I certainly can. It’s just about output formatting for the sake of these examples. The .perl method in Perl 6 returns a string representation of the object which could be fed back through the compiler to reproduce the same object (in theory – it doesn’t work for absolutely everything. It’s a bit like Data::Dumper, if you know that from Perl 5). So I used .perl when I was writing the post in order to get the output in a form which shows the structure of the produced lists. If I’d omitted it, I’d have got the standard results from converting a list to a string, which would be something more like:
> say (1, 2 X 3, 4)13142324
Far less useful for the illustrative examples in the post.
$ perl6 -v
This is Rakudo Perl 6, version 2010.11-15-gfedc117 built on parrot 2.10.1 RELEASE_2_10_1-679-g9bec614
$ perl6
> ((1, 2) Z, (3, 4)).perl
((1, 3), (2, 4))
> (1, 2) Z, (3, 4)
2 4 2 4
Why are the outputs different?
Thanks.
Because
(1, 2) Z, (3, 4)is the equivalent of((1, 2) Z, (3, 4)).Str, which is doing something along the lines of “Take each element in the list, convert it to a string, and return them separated by spaces.”.perlis more akin to Data::Dumper.As for why it says 2 4 2 4 rather than 1 3 2 4, that’s just a rakudobug that appears to involve accidental aliasing of returned variables.

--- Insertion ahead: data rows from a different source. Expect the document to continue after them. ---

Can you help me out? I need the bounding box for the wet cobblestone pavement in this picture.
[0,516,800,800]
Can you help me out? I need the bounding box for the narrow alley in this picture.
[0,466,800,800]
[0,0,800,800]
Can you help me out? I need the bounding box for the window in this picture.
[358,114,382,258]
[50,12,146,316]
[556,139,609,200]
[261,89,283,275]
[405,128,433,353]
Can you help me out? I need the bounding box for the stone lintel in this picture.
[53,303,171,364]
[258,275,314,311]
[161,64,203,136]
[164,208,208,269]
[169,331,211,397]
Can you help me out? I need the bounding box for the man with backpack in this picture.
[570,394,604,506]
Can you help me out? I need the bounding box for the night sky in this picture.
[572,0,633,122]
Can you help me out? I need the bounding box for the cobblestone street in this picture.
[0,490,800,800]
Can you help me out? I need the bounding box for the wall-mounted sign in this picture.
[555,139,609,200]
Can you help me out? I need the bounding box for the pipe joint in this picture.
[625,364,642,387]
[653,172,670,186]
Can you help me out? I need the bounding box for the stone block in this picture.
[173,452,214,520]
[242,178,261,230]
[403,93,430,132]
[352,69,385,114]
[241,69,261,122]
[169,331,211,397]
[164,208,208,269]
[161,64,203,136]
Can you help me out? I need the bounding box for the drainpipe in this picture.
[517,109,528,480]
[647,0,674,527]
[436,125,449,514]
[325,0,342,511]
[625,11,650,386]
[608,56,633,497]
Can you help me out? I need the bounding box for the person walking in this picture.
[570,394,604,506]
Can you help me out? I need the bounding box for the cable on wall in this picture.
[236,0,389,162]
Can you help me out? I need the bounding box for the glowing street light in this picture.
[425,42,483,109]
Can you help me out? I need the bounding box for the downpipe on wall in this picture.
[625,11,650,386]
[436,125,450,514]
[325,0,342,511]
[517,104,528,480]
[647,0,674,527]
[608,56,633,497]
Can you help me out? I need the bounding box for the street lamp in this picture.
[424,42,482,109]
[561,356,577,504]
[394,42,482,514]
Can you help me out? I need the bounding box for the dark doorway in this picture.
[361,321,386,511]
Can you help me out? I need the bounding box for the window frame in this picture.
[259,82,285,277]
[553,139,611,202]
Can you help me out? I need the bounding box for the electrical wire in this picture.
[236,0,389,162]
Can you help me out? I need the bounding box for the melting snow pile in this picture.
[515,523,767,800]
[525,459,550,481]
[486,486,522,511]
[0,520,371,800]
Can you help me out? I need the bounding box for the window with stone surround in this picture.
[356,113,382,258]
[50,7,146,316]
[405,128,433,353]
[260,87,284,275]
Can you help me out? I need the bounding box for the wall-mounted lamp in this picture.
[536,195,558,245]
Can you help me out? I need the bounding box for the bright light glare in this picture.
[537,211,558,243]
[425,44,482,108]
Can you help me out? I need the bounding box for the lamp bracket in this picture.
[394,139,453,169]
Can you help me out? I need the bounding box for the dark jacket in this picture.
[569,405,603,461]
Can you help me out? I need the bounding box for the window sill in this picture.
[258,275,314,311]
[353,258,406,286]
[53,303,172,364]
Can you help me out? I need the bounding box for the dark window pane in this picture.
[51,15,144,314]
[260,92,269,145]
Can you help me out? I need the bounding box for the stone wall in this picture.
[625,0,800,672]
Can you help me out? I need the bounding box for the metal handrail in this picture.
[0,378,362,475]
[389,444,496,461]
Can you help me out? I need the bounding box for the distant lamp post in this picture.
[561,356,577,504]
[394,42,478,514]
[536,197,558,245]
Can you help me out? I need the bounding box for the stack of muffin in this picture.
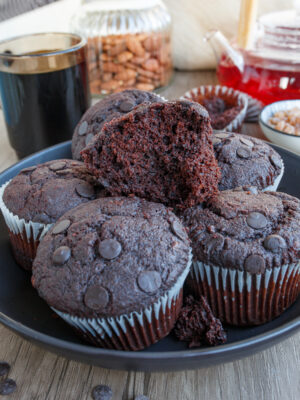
[0,90,300,350]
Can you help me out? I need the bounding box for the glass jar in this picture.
[71,0,172,95]
[207,10,300,104]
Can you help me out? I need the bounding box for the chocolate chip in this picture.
[137,271,161,294]
[0,362,10,376]
[245,254,266,274]
[0,378,17,396]
[21,167,36,172]
[212,137,221,146]
[171,219,186,240]
[52,246,71,265]
[119,100,135,112]
[215,133,229,139]
[98,239,122,260]
[78,121,89,136]
[49,161,66,171]
[52,219,71,235]
[246,211,268,229]
[239,137,253,147]
[134,394,149,400]
[84,285,109,311]
[264,235,286,253]
[85,133,94,146]
[236,147,251,159]
[75,181,95,198]
[270,154,282,168]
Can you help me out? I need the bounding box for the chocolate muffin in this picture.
[72,89,163,160]
[81,100,220,208]
[32,197,191,350]
[212,131,284,191]
[0,159,96,270]
[184,190,300,325]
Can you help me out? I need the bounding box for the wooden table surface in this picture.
[0,71,300,400]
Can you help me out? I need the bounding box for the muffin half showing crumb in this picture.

Ack, I must have been mostly asleep not to notice that this morning. :)
I think that the correct syntax is: -> ($a, $b) instead of -> $a, $b in your example (“iterate over two lists in parallel”), since the Z will result in a (list):
instead of:
for @a Z @b -> $a, $b { … }
should be:
for @a Z @b -> ($a, $b) { … }
without parentheses I was getting the error “Too few positionals passed; expected 2 arguments but got 1”.